Named as one of Matlala's apparent funders
Evidence leaders pointed to Carrim and Hangwani Maumela as funders behind Matlala's tender.
The commission's evidence leaders told the inquiry that Suleiman Carrim and businessman Hangwani (Morgan) Maumela appeared to be the funders behind Vusimuzi 'Cat' Matlala, whose company Medicare24 scored a roughly R360 million SAPS health-services contract. An infographic led in evidence traced payments from Medicare24 to Tamiz Investments and onward to Carrim and North West businessman Brown Mogotsi, among others. These are untested allegations.
'Mogotsi and Matlala played me'
He testified he lost millions loaned towards the risky R360m tender deal.
Carrim testified that he was deceived into pouring money into the tender deal, telling the commission that Brown Mogotsi and Matlala 'played' him - loaning Matlala around R10 million and losing roughly R8.4 million. Mogotsi denies wrongdoing. The account is contested and untested.
The 'two police ministers' remark
He told the commission it was not possible he was close to two police ministers.

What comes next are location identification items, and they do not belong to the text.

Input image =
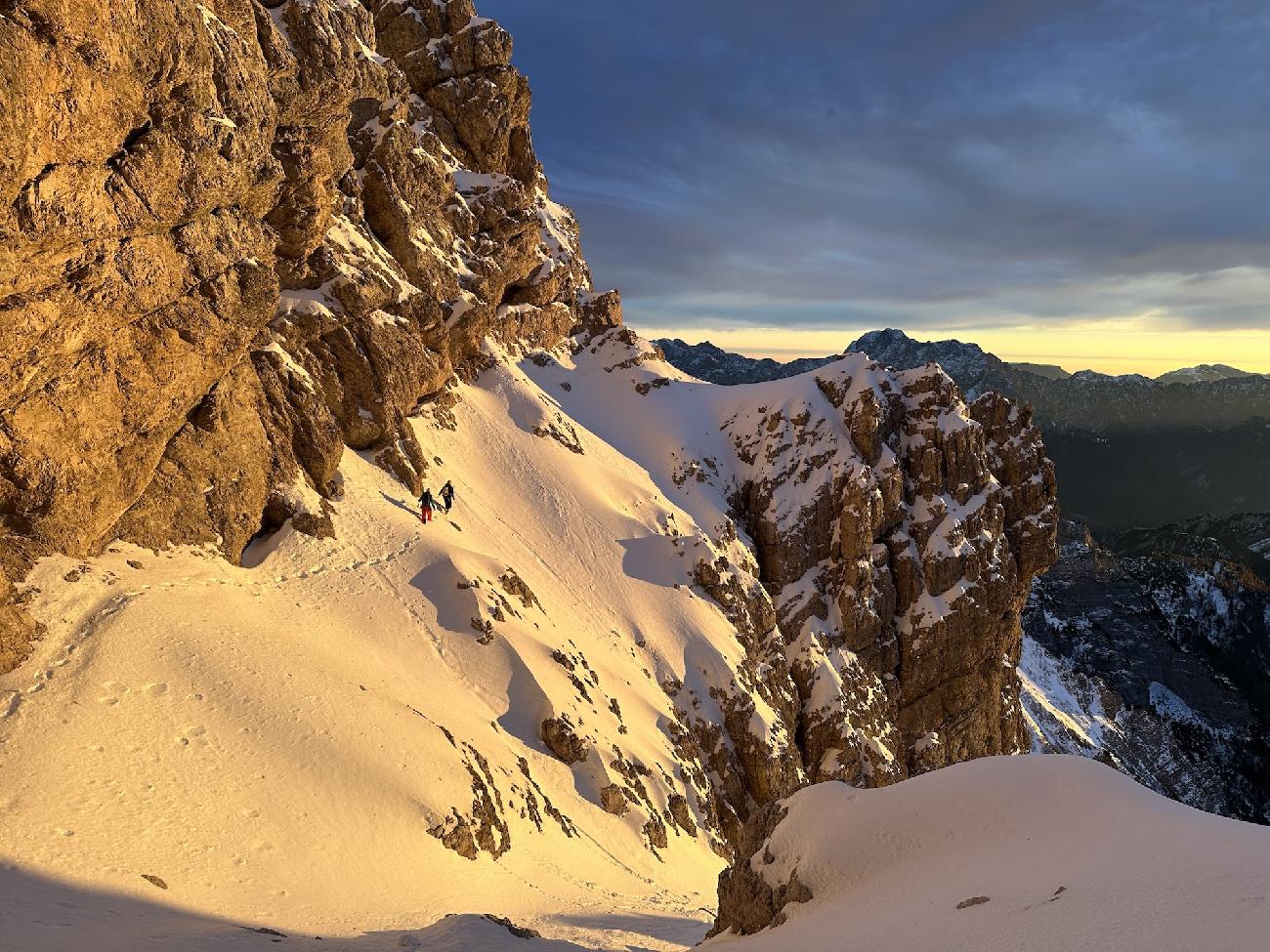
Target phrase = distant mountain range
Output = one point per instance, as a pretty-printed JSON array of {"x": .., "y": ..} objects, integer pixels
[
  {"x": 965, "y": 363},
  {"x": 1130, "y": 451}
]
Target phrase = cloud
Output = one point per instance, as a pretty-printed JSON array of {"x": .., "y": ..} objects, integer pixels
[{"x": 995, "y": 160}]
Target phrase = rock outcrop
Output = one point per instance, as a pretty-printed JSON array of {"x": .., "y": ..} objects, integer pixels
[
  {"x": 898, "y": 542},
  {"x": 240, "y": 236}
]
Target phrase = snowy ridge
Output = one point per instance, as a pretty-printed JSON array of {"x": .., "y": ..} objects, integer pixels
[
  {"x": 574, "y": 681},
  {"x": 1003, "y": 853}
]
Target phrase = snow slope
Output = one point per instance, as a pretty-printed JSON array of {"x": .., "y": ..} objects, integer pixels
[
  {"x": 275, "y": 743},
  {"x": 1046, "y": 853}
]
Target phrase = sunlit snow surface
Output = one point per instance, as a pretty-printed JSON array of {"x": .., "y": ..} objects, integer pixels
[
  {"x": 1052, "y": 853},
  {"x": 274, "y": 743}
]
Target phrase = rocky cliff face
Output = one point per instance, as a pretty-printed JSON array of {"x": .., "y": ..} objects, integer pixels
[
  {"x": 241, "y": 237},
  {"x": 898, "y": 531},
  {"x": 237, "y": 236},
  {"x": 888, "y": 536}
]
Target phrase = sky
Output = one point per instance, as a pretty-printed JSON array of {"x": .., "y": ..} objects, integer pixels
[{"x": 1080, "y": 183}]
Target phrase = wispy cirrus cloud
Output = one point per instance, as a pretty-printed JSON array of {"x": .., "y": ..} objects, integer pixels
[{"x": 928, "y": 164}]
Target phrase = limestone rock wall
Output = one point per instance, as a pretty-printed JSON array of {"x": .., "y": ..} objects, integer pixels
[
  {"x": 240, "y": 235},
  {"x": 898, "y": 531}
]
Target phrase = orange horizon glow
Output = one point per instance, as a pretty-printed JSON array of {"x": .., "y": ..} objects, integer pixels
[{"x": 1118, "y": 347}]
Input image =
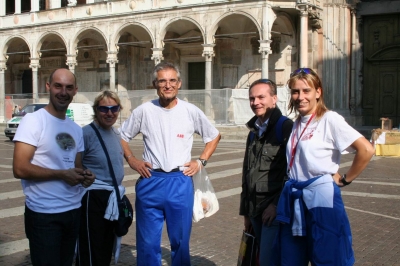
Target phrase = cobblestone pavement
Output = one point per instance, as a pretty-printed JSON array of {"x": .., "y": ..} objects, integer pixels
[{"x": 372, "y": 203}]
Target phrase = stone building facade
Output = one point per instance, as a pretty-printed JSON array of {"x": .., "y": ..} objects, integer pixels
[{"x": 216, "y": 43}]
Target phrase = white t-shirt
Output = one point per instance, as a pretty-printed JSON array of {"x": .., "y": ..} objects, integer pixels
[
  {"x": 319, "y": 150},
  {"x": 57, "y": 142},
  {"x": 167, "y": 133}
]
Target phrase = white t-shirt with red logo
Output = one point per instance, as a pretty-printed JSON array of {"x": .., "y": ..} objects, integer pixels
[
  {"x": 168, "y": 133},
  {"x": 319, "y": 149}
]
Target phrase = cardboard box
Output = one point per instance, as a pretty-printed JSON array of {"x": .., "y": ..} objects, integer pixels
[
  {"x": 386, "y": 123},
  {"x": 392, "y": 138}
]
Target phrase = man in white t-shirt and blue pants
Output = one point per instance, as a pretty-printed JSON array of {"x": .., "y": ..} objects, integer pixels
[
  {"x": 165, "y": 189},
  {"x": 47, "y": 159}
]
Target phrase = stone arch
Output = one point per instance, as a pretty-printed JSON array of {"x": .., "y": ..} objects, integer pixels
[
  {"x": 214, "y": 27},
  {"x": 167, "y": 25},
  {"x": 17, "y": 51},
  {"x": 47, "y": 34},
  {"x": 13, "y": 38},
  {"x": 83, "y": 32},
  {"x": 121, "y": 29}
]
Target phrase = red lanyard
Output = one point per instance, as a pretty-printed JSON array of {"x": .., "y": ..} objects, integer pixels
[{"x": 294, "y": 147}]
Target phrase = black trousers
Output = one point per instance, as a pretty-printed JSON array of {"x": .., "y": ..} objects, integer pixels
[
  {"x": 52, "y": 236},
  {"x": 96, "y": 234}
]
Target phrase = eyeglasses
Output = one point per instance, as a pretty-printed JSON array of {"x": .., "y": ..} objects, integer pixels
[
  {"x": 112, "y": 108},
  {"x": 265, "y": 81},
  {"x": 163, "y": 82},
  {"x": 302, "y": 70}
]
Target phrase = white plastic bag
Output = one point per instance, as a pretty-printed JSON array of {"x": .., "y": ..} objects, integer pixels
[{"x": 205, "y": 200}]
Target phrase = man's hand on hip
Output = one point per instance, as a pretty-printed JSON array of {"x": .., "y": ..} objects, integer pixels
[
  {"x": 192, "y": 167},
  {"x": 140, "y": 166},
  {"x": 89, "y": 178},
  {"x": 73, "y": 176}
]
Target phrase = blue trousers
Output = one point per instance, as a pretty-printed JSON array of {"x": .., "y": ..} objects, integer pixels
[
  {"x": 328, "y": 240},
  {"x": 52, "y": 237},
  {"x": 265, "y": 236},
  {"x": 169, "y": 197}
]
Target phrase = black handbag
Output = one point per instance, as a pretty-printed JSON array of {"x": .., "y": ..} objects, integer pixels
[
  {"x": 124, "y": 206},
  {"x": 248, "y": 251}
]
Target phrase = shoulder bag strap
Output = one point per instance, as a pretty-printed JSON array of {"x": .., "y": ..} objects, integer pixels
[{"x": 110, "y": 168}]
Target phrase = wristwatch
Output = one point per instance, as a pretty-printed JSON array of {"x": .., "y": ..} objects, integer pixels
[
  {"x": 203, "y": 161},
  {"x": 343, "y": 180}
]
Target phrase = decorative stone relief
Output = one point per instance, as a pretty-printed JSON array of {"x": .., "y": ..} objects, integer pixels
[
  {"x": 71, "y": 2},
  {"x": 315, "y": 20},
  {"x": 132, "y": 5}
]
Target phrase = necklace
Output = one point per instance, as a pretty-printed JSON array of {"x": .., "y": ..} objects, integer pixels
[{"x": 294, "y": 146}]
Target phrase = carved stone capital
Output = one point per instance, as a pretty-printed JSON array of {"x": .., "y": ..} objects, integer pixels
[
  {"x": 157, "y": 55},
  {"x": 208, "y": 51},
  {"x": 34, "y": 64},
  {"x": 265, "y": 48}
]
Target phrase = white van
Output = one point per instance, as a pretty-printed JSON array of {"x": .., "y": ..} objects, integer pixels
[{"x": 80, "y": 113}]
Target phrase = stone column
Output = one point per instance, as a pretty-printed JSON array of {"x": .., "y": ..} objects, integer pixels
[
  {"x": 265, "y": 50},
  {"x": 34, "y": 5},
  {"x": 17, "y": 6},
  {"x": 71, "y": 62},
  {"x": 3, "y": 68},
  {"x": 35, "y": 67},
  {"x": 55, "y": 4},
  {"x": 208, "y": 54},
  {"x": 157, "y": 55},
  {"x": 112, "y": 60},
  {"x": 303, "y": 38},
  {"x": 2, "y": 8},
  {"x": 352, "y": 104}
]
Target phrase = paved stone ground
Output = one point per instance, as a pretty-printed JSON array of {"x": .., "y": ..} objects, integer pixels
[{"x": 372, "y": 203}]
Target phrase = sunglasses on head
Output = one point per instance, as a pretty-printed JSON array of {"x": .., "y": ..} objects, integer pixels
[
  {"x": 264, "y": 81},
  {"x": 302, "y": 71},
  {"x": 105, "y": 109}
]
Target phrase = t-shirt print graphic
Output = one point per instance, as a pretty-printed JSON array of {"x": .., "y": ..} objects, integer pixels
[
  {"x": 308, "y": 135},
  {"x": 65, "y": 141}
]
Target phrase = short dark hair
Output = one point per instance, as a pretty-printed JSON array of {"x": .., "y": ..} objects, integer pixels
[
  {"x": 52, "y": 73},
  {"x": 164, "y": 66},
  {"x": 272, "y": 85}
]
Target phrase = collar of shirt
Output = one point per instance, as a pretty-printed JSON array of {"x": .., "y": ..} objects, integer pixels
[{"x": 261, "y": 127}]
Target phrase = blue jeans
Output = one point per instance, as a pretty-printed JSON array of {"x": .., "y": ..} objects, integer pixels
[
  {"x": 169, "y": 197},
  {"x": 52, "y": 236},
  {"x": 265, "y": 236}
]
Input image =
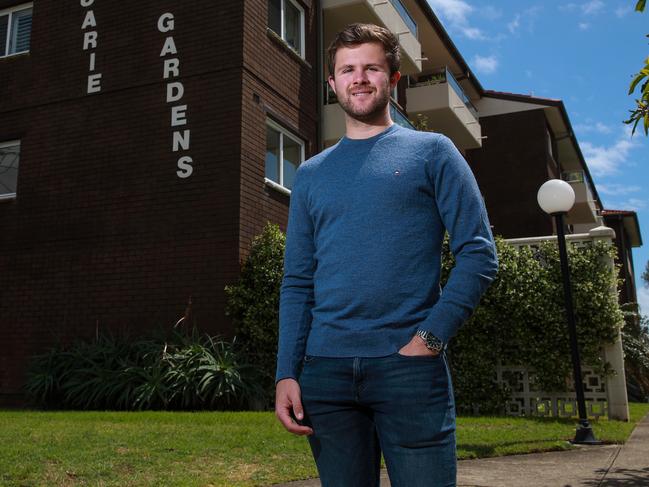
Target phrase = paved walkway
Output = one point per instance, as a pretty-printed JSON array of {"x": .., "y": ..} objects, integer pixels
[{"x": 593, "y": 466}]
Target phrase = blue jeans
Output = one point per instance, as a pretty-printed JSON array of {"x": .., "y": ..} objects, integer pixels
[{"x": 399, "y": 405}]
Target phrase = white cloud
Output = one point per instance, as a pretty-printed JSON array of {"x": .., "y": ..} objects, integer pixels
[
  {"x": 592, "y": 7},
  {"x": 615, "y": 189},
  {"x": 568, "y": 7},
  {"x": 457, "y": 12},
  {"x": 490, "y": 13},
  {"x": 514, "y": 24},
  {"x": 623, "y": 11},
  {"x": 485, "y": 64},
  {"x": 603, "y": 160},
  {"x": 589, "y": 127}
]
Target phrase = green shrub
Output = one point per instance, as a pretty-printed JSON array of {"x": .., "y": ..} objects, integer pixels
[
  {"x": 253, "y": 304},
  {"x": 176, "y": 372},
  {"x": 521, "y": 321},
  {"x": 635, "y": 338}
]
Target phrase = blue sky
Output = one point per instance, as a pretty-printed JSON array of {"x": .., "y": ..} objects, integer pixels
[{"x": 584, "y": 53}]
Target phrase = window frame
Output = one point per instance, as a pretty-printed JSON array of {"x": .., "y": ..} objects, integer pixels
[
  {"x": 11, "y": 143},
  {"x": 283, "y": 132},
  {"x": 282, "y": 24},
  {"x": 10, "y": 12}
]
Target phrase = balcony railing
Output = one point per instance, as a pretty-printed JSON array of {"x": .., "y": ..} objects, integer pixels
[
  {"x": 399, "y": 118},
  {"x": 405, "y": 15},
  {"x": 444, "y": 76}
]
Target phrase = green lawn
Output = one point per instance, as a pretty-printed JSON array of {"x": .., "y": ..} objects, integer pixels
[{"x": 219, "y": 449}]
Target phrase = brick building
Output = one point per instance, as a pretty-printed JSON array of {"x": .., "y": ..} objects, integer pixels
[{"x": 144, "y": 144}]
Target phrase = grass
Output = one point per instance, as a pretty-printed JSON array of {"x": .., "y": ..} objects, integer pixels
[{"x": 221, "y": 449}]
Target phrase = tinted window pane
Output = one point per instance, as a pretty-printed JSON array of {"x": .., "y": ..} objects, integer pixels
[
  {"x": 292, "y": 18},
  {"x": 272, "y": 154},
  {"x": 292, "y": 156},
  {"x": 4, "y": 22},
  {"x": 275, "y": 15},
  {"x": 9, "y": 158},
  {"x": 21, "y": 31}
]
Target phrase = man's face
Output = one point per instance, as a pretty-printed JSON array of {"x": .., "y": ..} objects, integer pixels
[{"x": 362, "y": 81}]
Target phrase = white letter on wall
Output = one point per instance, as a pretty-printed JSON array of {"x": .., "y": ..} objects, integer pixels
[
  {"x": 184, "y": 168},
  {"x": 178, "y": 115},
  {"x": 89, "y": 21},
  {"x": 171, "y": 67},
  {"x": 180, "y": 140},
  {"x": 169, "y": 47},
  {"x": 90, "y": 40},
  {"x": 176, "y": 86},
  {"x": 166, "y": 22},
  {"x": 94, "y": 83}
]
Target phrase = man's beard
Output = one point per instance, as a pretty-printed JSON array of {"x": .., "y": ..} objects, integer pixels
[{"x": 369, "y": 113}]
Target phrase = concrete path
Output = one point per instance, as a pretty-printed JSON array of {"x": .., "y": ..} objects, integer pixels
[{"x": 592, "y": 466}]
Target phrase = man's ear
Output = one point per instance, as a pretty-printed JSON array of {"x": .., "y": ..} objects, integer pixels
[
  {"x": 394, "y": 79},
  {"x": 332, "y": 83}
]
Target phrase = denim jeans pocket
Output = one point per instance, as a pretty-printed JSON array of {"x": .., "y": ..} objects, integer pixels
[{"x": 418, "y": 357}]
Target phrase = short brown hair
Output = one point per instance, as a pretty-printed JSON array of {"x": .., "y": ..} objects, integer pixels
[{"x": 355, "y": 34}]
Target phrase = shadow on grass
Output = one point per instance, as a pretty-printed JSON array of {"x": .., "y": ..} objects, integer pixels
[{"x": 473, "y": 451}]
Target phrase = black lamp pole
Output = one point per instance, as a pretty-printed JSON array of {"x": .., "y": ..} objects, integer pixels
[{"x": 584, "y": 434}]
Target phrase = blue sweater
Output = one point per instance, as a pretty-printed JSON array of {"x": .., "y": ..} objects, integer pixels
[{"x": 363, "y": 248}]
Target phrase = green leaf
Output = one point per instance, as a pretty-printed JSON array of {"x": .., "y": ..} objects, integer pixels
[{"x": 637, "y": 80}]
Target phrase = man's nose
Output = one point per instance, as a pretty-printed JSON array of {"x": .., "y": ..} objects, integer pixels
[{"x": 360, "y": 76}]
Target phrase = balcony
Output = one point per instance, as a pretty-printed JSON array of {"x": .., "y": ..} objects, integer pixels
[
  {"x": 334, "y": 118},
  {"x": 585, "y": 209},
  {"x": 391, "y": 14},
  {"x": 448, "y": 109}
]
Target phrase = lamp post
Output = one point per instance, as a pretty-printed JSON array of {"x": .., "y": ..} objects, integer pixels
[{"x": 556, "y": 198}]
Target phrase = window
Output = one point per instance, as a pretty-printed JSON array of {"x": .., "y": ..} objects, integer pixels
[
  {"x": 284, "y": 153},
  {"x": 15, "y": 30},
  {"x": 286, "y": 18},
  {"x": 9, "y": 158}
]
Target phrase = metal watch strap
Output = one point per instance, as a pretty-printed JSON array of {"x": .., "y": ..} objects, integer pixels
[{"x": 433, "y": 343}]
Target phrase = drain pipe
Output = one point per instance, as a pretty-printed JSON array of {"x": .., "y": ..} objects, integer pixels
[{"x": 320, "y": 77}]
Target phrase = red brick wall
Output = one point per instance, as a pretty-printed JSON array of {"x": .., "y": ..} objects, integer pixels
[
  {"x": 102, "y": 230},
  {"x": 279, "y": 85}
]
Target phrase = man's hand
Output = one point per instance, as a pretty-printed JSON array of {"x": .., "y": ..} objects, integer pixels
[
  {"x": 288, "y": 400},
  {"x": 416, "y": 346}
]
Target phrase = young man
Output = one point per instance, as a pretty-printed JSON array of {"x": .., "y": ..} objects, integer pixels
[{"x": 363, "y": 324}]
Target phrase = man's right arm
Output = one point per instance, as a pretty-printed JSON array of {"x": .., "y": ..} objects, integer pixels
[
  {"x": 296, "y": 296},
  {"x": 296, "y": 301}
]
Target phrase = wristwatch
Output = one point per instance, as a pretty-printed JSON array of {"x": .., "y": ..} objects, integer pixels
[{"x": 433, "y": 343}]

In his evidence Carrim said 'it's not possible that I'm close to two police ministers'. The remark is read against the timeline that Senzo Mchunu only took office as police minister on 3 July 2024, while the SAPS contract dates to the earlier tenure of former minister Bheki Cele. The nature of any such relationships was not unpacked before his testimony stalled.
Repeated postponements on ill health
His part-heard testimony has been delayed again and again by medical claims.
After his 9-10 March 2026 appearance, Carrim's continuation was repeatedly postponed: he was hospitalised after collapsing at a Sandton gym in April, reported to have spent time in ICU, and filed sick notes to delay further sittings - withdrawing again in late June 2026 citing ill health. Evidence leaders expressed frustration that his testimony 'raised more questions than answers'. He is presumed innocent; the commission has flagged the pattern of medical postponements.